The sculpture-monument spatial design in Bełżec is a successful attempt to reshape the former death camp area into a full-scale commemoration. The project was created sculptors Andrzej Sołyga, Marcin Roszczyk and Zdzisław Pidek in cooperation with the architect Monika Chylińska. The Museum and Memorial in Bełżec was opened on 3 June 2004.
Commemoration

Symbolic Railway Ramp
Upon crossing the entrance to the memorial grounds, the visitors walk onto a concrete path, which symbolises the railway ramp – the exact spot where trains bringing deportees arrived. The Museum building serves as its extension – it has the shape a concrete block divided with cast-iron abutments. Together with the enclosing concrete wall it resembles freight cars.


Railway Tracks
Sculptural composition is also implemented into the ramp area. It is made of disassembled railway parts, concrete, and stones. Its size is the exact reflection of one freight car’s measurements – one that was used in the deportations of Jews to the extermination camps. Simultaneously, this form alludes to the pyres made of railway parts and used in the incineration of the victims’ bodies. At the end of the wall, in the spot where the main camp gate used to be, a fragment of a poem “Written in Pencil in the Sealed Railway Car” created by the Israeli artist Dan Pagis is engraved. The passage reads: “Here in this carload I, Eve, with my son Abel. If you see my older boy, Cain, the son of man, tell him that I”.

Graveyard-Monument
The borders of the graveyard-monument is marked with a passage within the concrete path – a rectangular cast-iron with a relief. Multiplied lines imprinted with freight car wheels form a Star of David. The graveyard-monument itself is the heart of the entire commemoration.
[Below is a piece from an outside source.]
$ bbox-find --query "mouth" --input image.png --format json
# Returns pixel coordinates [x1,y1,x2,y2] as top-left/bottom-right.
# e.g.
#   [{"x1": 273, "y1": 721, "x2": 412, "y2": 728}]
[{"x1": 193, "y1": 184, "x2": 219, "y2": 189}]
The vast area of the former death camp hill is covered with a specially combined material made of smelter gravel, ash, and depleted soil. Increasing gradation and darker colouring of the mounds indicate the areas in the immediate vicinity of the gas chamber location where the mass graves have been identified.

Rift
The visitors continue through the graveyard hill along a path that is enclosed with ascending slopes protected with concrete walls eventually reaching the height of 11 metres. They are irregularly topped with twisted reinforcing rods. Those measures create the illusion of descending underground as the hill rises above the visitors’ heads.

Ohel Niche
The rift-passage ends with a granite wall engraved with the passage from the Book of Job: “Earth do not cover my blood: let there be no resting place for my outcry.” Below it there lies the Ohel Niche, where visitors can pay homage to the victims. The term Ohel refers to the type of Jewish tomb-chapel of a cuboid shape. In the Bełżec memorial it has the form of an architectural niche. Its enclosing polished walls bear stone tablets with an alphabetic list of Jewish names. It serves as a reminder about the fate of each and every victim. The perpetrators made not transport lists, so the surnames of deportees – especially of the Polish Jews – are mostly unknown.
Deportations Timeline
From the Ohel Niche the visitors can return to the surface of the hill by climbing the stairs over both sides of the stone wall. There, they reach the path enclosing the graveyard. Along its course the names of cities and towns are placed in Yiddish and Polish – places from where transports of victims were sent to Bełżec. Additionally, names of foreign cities from where Jews were displaced into Lublin region are placed. They are written in Hebrew and the respective foreign language. Following this path allows one to visualise the scale of deportations and see the crime scene itself from a different perspective.


Trees
In the spring of 1943, the garrison of SS-Sonderkommando Belzec tried to eradicate all traces of the mass murder crime, levelled the camp structures to the ground and planted trees on the ploughed grounds. When the monument was being constructed, most of those trees were cut. However, a certain number of pre-war oaks growing in the south-eastern part of the memorial remained as “silent witnesses” of the Holocaust crime.